Evaluate your furnishings. If you own something valuable or an antique and don’t want it to be possibly stolen or broken, then remove it before renting the property. Additionally, does your interior look comfortable? Could you use an extra chair or couch or side table? Consider adding new toss pillows and throws to make your area cozier.
Is your kitchen space old-fashioned-looking? Consider a switch to the elegance of the Shaker style cabinet trend. It’s crucial to choose pieces that will last a long time and stay in style.
5. Pest Control
This one is easy to overlook, but think about it. Bugs and bees are something wonderful in nature. But if any of these insects happen to make their way inside your home, life can get instantly annoying and difficult for your tenants. Bugs often infiltrate a home through foundation cracks, walls, poorly sealed doors, etc. Ants are the number one nuisance in the home, according to the National Pest Management Association.

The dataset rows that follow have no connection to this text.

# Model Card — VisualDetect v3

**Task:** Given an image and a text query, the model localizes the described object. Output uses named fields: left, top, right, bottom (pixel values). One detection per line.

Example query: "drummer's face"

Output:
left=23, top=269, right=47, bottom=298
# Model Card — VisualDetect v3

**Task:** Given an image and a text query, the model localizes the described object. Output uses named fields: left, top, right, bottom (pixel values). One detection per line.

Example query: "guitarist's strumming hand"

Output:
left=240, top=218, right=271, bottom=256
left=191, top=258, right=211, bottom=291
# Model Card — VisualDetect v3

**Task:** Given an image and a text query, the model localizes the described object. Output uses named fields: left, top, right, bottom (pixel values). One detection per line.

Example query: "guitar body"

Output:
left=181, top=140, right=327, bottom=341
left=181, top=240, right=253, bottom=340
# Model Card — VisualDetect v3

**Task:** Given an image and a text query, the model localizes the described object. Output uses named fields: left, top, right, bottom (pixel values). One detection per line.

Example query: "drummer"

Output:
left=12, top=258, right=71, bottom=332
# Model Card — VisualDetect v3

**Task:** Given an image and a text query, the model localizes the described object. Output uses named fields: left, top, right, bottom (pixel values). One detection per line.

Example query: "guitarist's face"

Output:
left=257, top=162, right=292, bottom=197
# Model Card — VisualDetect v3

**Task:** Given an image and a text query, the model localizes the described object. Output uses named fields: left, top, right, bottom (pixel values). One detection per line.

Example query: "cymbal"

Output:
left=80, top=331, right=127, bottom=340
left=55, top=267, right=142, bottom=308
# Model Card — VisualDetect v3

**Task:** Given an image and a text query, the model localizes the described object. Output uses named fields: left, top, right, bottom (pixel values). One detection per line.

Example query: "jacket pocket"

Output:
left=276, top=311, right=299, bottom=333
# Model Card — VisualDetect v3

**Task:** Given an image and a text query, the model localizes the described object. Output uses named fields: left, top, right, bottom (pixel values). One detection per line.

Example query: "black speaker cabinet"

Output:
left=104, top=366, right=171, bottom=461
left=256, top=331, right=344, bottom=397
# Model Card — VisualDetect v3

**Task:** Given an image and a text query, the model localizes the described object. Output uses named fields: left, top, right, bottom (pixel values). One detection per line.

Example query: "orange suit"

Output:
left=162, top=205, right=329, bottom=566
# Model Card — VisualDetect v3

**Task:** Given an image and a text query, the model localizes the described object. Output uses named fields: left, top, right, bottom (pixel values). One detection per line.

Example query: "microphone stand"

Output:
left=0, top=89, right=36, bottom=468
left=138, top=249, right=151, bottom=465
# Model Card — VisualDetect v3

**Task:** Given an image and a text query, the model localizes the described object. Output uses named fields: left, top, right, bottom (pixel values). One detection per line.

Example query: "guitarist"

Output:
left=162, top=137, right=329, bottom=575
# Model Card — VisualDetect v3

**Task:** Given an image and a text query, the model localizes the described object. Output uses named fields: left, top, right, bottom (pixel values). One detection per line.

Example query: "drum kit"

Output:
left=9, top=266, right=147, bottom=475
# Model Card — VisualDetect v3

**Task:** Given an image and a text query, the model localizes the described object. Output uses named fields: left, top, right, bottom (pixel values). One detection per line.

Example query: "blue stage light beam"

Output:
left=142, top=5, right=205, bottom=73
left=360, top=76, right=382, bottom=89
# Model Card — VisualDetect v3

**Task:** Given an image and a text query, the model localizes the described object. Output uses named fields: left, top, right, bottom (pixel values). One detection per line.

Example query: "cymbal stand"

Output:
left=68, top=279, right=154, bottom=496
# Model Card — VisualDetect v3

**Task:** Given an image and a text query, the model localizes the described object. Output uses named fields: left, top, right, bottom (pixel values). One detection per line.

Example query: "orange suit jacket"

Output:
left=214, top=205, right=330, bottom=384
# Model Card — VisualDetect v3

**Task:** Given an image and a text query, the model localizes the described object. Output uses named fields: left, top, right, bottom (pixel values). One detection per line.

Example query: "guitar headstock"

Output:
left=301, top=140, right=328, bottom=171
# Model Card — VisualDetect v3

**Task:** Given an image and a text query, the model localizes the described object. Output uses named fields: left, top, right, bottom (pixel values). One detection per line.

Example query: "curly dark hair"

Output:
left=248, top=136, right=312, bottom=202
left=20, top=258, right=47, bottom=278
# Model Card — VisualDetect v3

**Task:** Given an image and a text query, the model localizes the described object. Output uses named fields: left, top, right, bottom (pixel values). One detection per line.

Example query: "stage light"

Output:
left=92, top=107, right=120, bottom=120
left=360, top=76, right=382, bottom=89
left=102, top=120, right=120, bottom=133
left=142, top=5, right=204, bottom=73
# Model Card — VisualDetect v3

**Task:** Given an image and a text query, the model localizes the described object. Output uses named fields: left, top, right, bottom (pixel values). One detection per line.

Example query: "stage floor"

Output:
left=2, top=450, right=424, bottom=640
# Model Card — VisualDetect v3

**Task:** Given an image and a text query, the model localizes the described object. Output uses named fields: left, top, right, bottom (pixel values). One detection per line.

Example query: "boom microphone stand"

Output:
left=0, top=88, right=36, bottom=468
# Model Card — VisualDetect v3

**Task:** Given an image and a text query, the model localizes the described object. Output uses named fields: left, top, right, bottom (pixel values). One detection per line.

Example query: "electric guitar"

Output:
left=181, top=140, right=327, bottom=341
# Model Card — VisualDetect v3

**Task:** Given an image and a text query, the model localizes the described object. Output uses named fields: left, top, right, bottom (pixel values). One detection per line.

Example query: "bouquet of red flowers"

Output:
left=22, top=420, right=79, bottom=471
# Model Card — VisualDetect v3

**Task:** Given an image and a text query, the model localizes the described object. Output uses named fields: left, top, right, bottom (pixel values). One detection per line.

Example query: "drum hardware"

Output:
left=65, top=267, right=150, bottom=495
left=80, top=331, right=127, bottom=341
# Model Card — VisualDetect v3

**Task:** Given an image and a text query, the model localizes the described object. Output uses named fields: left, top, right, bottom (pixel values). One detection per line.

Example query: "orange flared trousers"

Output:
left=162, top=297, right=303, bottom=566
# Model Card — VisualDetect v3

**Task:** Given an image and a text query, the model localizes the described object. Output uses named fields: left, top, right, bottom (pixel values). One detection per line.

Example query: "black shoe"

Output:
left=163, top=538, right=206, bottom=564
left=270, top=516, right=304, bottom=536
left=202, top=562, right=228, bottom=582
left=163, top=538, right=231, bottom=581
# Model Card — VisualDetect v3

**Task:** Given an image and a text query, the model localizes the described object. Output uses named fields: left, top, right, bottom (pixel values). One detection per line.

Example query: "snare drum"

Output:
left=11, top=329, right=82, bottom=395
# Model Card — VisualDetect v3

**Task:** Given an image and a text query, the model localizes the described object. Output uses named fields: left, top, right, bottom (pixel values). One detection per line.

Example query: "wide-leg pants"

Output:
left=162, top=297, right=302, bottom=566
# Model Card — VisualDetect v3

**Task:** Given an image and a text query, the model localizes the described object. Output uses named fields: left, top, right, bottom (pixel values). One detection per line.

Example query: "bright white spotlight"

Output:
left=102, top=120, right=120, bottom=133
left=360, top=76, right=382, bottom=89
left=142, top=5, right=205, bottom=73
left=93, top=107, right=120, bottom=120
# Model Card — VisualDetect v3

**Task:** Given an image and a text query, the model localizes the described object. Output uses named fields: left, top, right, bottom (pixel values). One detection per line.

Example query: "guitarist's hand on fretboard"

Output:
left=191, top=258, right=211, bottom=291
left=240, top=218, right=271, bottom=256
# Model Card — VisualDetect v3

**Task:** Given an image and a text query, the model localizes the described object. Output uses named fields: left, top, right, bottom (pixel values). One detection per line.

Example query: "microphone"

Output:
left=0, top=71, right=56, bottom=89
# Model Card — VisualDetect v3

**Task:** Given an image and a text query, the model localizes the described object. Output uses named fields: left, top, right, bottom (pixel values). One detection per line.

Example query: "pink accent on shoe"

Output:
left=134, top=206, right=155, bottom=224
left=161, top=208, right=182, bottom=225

Pest control pros advise scheduling an inspection. They can evaluate how your home is doing, and if there are any pests, they can spray and eliminate the problem.
6. Insurance Advice
Here is another important aspect when prepping your home to become a rental property. A standard homeowner’s insurance policy doesn’t cover rental situations. Contact your insurance agent to talk about your plans and consider swapping out your homeowner’s insurance policy for a landlord insurance policy.
Your insurance agent will tell you that the risk is different if you’re not living in the house year-round. No one wants to think about fire or water damage occurring or natural disasters striking, or even tenants’ negligence happening. Adequately protect yourself to cover any losses should these unfortunate incidents take place. Also, be prepared to pay a bit more as landlord insurance tends to be 15% to 20% higher than homeowner’s insurance.
7. Organization and Documentation
If you don’t like keeping track of the paperwork, then you will probably run into problems. When you’re managing a rental property yourself, the experts advise being very organized. Whatever you do, keep meticulous records. In other words, documentation is essential. Maybe for you, that means maintaining a physical file; for others, that can come down to digital records.
Professionals can help you stay abreast of the paperwork, so hire one if you’re unable to do the record-keeping. For example, retain copies of current and former leases as well as copies of any legal notices. Keep all receipts and invoices for repairs and renovations. Document and store any communication between tenants, maintenance professionals, etc.
With Preparation and a Little Patience, You Can Do This!
By following the professional guidelines outlined above, you, too, can become one of the many millions across the United States who have prepared their home for becoming a successful rental property. Do some research, take your time, and enjoy this new venture.